Deutschlands größter Stahlkonzern ThyssenKrupp hat im vergangenen Geschäftsjahr einen Verlust von fünf Milliarden Euro eingefahren. Das Unternehmen will sich nun von der Hälfte des Vorstands trennen.

Der krisengeschüttelte Stahlkonzern ThyssenKrupp hat im vergangenen Geschäftsjahr 2011/12 (per Ende September) einen Verlust von fünf Milliarden Euro eingefahren. Der Fehlbetrag sei damit noch um 3,2 Milliarden Euro höher als im Vorjahr ausgefallen, teilte das Unternehmen am Montagabend nach einer Sitzung des Aufsichtsrats mit. Im verlustreichen amerikanischen Stahlgeschäft habe der Konzern Abschreibungen von 3,6 Milliarden Euro vorgenommen. Von Reuters befragte Analysten hatten ohne Abschreibungen auf die Stahlwerke nach Anteilen Dritter einen Nettoverlust von rund einer Milliarde Euro erwartet. Eine Dividende will der Konzern für 2011/12 nicht zahlen. Im laufenden Geschäftsjahr peilt er einen bereinigten Gewinn vor Zinsen und Steuern (Ebit) von rund einer Milliarde Euro an.

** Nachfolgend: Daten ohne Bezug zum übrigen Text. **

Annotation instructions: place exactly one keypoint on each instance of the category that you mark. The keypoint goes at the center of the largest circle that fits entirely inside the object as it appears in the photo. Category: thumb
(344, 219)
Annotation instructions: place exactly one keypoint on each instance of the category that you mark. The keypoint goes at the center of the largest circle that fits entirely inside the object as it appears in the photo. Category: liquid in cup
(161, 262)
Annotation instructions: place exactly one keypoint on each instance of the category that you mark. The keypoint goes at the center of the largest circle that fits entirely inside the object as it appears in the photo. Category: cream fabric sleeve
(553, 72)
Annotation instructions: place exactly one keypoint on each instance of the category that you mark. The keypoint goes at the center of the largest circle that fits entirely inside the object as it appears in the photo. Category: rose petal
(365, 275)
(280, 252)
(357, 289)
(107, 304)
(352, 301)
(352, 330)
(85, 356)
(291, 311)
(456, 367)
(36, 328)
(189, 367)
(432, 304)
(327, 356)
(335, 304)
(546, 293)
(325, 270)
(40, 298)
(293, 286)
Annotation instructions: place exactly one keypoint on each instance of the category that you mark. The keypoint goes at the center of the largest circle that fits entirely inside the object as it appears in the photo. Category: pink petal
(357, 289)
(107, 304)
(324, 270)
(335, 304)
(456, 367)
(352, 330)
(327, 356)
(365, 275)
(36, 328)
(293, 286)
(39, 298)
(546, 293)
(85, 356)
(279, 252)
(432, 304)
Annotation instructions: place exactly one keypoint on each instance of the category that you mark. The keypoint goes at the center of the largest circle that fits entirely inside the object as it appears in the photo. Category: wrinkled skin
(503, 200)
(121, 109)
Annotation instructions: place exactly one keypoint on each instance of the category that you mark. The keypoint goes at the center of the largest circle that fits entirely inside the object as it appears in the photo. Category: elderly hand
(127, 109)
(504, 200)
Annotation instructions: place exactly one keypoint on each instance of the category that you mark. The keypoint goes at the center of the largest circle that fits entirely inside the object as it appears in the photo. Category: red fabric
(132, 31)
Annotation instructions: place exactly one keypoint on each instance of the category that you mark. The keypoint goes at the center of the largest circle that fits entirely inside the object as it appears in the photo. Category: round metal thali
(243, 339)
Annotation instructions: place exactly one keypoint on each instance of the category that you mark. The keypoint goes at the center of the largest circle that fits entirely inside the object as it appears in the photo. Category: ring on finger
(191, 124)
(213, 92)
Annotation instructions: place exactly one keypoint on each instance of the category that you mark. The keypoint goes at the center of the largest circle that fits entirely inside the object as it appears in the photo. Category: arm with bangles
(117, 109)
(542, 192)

"Das Projekt Steel Americas und die verschiedenen Compliance-Verstöße haben nicht nur einen immensen finanziellen Schaden verursacht", sagte Vorstandschef Heinrich Hiesinger. Der Konzern habe damit auch an Vertrauen und Glaubwürdigkeit verloren. Der Aufsichtsrat bestätigte die vorzeitige Trennung von den Vorständen Olaf Berlien, Edwin Eichler und Jürgen Claassen. Das Kontrollgremium habe mit den Veränderungen im Vorstand ein klares Zeichen für einen Neuanfang gesetzt, erklärte Hiesinger. "Wir etablieren konsequent eine neue Führungskultur, die auf Ehrlichkeit, Transparenz und Leistungsorientierung basiert." Hiesinger will sich am Dienstagmorgen auf einer Pressekonferenz in Essen dazu und zum Geschäftsverlauf äußern.

Steinbrück verlässt ThyssenKrupp-Aufsichtsrat

Wie die Alfried Krupp von Bohlen und Halbach-Stiftung am Montagabend mitteilte, scheidet SPD-Kanzlerkandidat Peer Steinbrück aus dem Aufsichtsrat des krisengeschüttelten Stahlkonzerns ThyssenKrupp aus. Die Stiftung ist mit einem Anteil von gut 25 Prozent wichtigster Großaktionär des Konzerns und kann über ein sogenanntes Entsenderecht bis zu drei Vertreter ohne Beschluss der Hauptversammlung in den Aufsichtsrat schicken. Neben Steinbrück waren auch Aufsichtsratschef Gerhard Cromme und der Rechtsanwalt Kersten von Schenck von der Stiftung entsandt worden. Neu in den Aufsichtsrat einziehen soll das Vorstands-Mitglied der Krupp-Stiftung Ralf Nentwig.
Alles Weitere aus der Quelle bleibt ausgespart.